I'm analyzing mygenome.fa with RepeatScout and RepeatMasker to find transposable elements. I produced a library of Repetitive elements with repeatscout and the I masked TE using Repeatmasker.
./build_lmer_table -l 14 -sequence mygenome.fa -freq mygenome.freq
./RepeatScout -sequence mygenome.fa -output mygenome_repeats.fa -freq mygenome.freq -l 14
cat mygenome_repeats.fa| ./filter-stage-1.prl >mygenome_repeats_filtered1.fasta
./RepeatMasker -s -lib mygenome_repeats_filtered1.fa mygenome.fa
Generate a masked genome using (non-low-complexity, non-tandem) repeats
cat mygenome_repeats_filtered1.fa | ./filter-stage-2.prl --cat mygenome.fa.out >mygenome_repeats_filtered2.fa
Filter out all (non-low-complexity, non-tandem) repeats that have less than 10 repeats
./RepeatMasker -pa 4 -s -lib mygenome_repeats_filtered2.fa -nolow -norna -no_is -gff mygenome.fa
After this I ran Repeatmasker:
./RepeatMasker no_is mygenome_repeats_filtered2.fa
and I produced:
mygenome_repeats_filt2.fa.masked mygenome_repeats_filt2.fa.tbl
mygenome_repeats_filt2.fa.cat mygenome_repeats_filt2.fa.out
I would to know a way to find the location of transposable elements masked by RepeatMasker on my genome.

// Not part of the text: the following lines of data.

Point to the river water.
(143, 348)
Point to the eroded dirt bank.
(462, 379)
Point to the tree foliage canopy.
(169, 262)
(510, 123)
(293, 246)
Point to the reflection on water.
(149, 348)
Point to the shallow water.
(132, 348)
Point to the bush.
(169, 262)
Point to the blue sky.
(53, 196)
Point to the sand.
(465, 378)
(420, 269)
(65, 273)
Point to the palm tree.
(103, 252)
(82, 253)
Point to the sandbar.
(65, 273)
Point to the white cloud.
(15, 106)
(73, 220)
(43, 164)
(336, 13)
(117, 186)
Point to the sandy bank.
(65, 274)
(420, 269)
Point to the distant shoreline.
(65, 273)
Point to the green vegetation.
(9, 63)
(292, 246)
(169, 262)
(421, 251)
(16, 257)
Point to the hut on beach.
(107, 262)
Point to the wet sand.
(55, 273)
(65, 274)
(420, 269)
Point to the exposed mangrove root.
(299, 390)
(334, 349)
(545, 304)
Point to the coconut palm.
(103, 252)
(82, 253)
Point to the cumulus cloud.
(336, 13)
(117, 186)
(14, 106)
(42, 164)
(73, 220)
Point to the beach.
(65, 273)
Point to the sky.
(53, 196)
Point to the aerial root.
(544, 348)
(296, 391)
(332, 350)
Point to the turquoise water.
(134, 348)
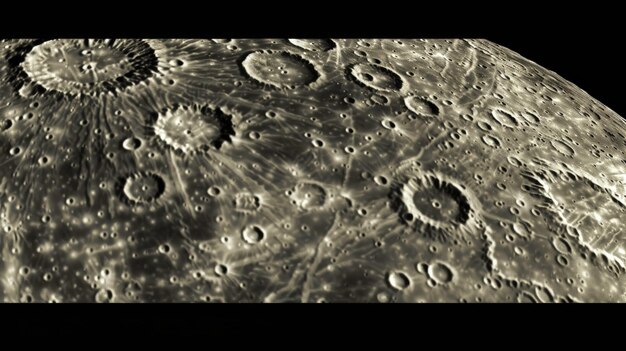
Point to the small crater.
(131, 143)
(504, 118)
(421, 106)
(283, 70)
(398, 280)
(562, 147)
(440, 273)
(247, 202)
(141, 188)
(375, 77)
(308, 195)
(253, 234)
(491, 141)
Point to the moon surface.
(304, 170)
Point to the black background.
(581, 43)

Supposing that this is a part of my Repetitive elements library produced with RepeatScout as I showed above:
less mygenome_repeats_filt2.fa
>R=3 (RR=4. TRF=0.000 NSEG=0.000)
TAAGGCGGCGAGCTGGCAGAATCGTTAGCACGCCGGGCGAAATGCTTAGCGGTATTTCGTCTGTCTTTACGTTCTGAGTT
CAAATTCCGCCGAGGTCGACTTTGCCTTTCATCCTTTCGGGGTCGATAAAATAAGTACCAGTTGAGCACTGGGGTCGATG
TAATCGACTTACCCCCTCCCCCAAAATTTCTGGCCTTGTGCCTATATTAGAAACGATTATT
>R=4 (RR=5. TRF=0.122 NSEG=0.226)
ACACACACACACACACACACACACACATATATATATATATACATATATACGACGGGCTTCTTTCAGTTTCCGTCTACCAA
ATCCACTCACAAGGCTTTGGTCGGCCCGAGGCTATAGTAGAAGACACTTGCCCAAGGTGCCACGCAGTGGGACTGAACCC
GGAACCATGTGGTTGGTAAGCAAGCTACTTACCACACAGCCACTCCTGCGCCTATATATAT
>R=6 (RR=7. TRF=0.134 NSEG=0.247)
TTGTTTCAGTCATTTGACTGCGGCCATGCTGGAGCACCGCCTTTAGTCGAGCAAATCGACCCCAGGACTTATTCTTTGTA
AGCCTAGTACTTATTCTATCGGTCTCTTTTGCCGAACCGCTAAGTTACGGGGACGTAAACACACCAGCATCGGTTGTCAA
GCGATGTTGGGGGGACAAACACAGACACACAAACACACACACACACATACATATATATATATATATATATA
from the file mygenome_repeats_filt2.fa.out I can see that in R=3 there is a trasposable element:
SW perc perc perc query position in query matching repeat position in repeat
score div. del. ins. sequence begin end (left) repeat class/family begin end (left) ID
348 20.6 0.0 0.0 R=3 78 140 (81) + AmnSINE2 SINE/tRNA-Deu 67 129 (229) 234
As you can see I have the coordinates to find this element in the library, but I would to find its exactly in the file that contain my assembled genome.